The product of the resistance (in Ohms) and capacitance (in Farads) is the scale time for the discharge (to go to 1/e of the original charge): t = RC. With V = Q/C and I = V/R = Q/t, you can also solve for the minimum resistance to keep the discharge current to a safe value. (Keeping the current below 1 mA is a rough guideline: https://www.asc.ohio-state.edu/physics/p616/safety/fatal_current.html That's for discharge through humans, but what constitutes "safe" varies by what's connected to your discharge circuit. If you're running the current through flexible copper wiring, it can probably take a few amps.) Also note the energy stored in the capacitor, which will be deposited in the resistor which shorts it: U = 0.5 C V^2.
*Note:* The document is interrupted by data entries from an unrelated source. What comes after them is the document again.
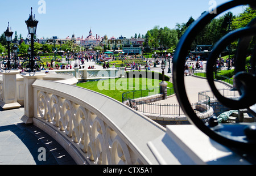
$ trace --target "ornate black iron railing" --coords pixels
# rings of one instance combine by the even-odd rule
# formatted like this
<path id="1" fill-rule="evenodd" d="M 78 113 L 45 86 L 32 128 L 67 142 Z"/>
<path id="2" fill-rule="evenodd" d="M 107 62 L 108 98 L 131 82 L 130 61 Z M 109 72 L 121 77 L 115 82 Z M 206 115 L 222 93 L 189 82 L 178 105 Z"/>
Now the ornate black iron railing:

As long as you're dealing with the sorts of capacitors typically used with bread boards, you can probably short it with copper wire, as others have mentioned: 1 uF * 1mOhm = 1 ns discharge time. If it only has 42V on it, these formulas say it will have a high current for a few nanoseconds, but the nanoHenry-scale parasitic inductances will limit the current and slow the discharge. That 42 V at a 1uF is less than 1 mJ, which could damage sensitive electronic components - so don't short out the capacitor with that high-end CPU. Anything else should be fine.
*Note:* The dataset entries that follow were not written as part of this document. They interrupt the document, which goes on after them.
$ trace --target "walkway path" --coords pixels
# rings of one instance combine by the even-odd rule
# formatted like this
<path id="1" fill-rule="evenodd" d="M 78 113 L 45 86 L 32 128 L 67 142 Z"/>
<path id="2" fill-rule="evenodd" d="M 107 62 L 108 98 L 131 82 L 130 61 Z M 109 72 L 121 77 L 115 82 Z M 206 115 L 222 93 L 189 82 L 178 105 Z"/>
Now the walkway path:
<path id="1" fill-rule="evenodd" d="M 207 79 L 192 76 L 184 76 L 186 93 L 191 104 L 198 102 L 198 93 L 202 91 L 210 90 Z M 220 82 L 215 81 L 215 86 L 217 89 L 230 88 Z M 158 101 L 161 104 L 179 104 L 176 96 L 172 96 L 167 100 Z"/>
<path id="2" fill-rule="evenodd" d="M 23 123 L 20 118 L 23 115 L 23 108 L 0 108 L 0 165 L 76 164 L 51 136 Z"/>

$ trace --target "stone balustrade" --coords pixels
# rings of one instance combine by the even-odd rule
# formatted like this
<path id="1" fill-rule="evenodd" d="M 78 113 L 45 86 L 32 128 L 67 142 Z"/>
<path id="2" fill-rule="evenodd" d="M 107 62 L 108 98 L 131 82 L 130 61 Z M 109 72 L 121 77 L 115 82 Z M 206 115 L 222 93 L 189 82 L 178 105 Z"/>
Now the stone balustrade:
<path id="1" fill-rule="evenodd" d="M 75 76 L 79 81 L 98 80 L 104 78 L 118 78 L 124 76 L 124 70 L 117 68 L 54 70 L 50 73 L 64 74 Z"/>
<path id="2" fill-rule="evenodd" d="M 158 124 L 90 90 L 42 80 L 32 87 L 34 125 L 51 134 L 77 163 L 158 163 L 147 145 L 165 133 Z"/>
If you get into voltages and currents where discharge takes a second or more, or where your discharge currents will be in excess of that 1 mA for more than 1 ms, or where the energy stored exceeds a few Joules, then you should be careful: Check the current and power ratings of the components in the discharge circuit, estimate the inductance, and maybe run a simple sim of the discharge process. In general, discharge-before-use won't be a significant issue unless your capacitor is comparable to a full Farad or the voltages are a few kV.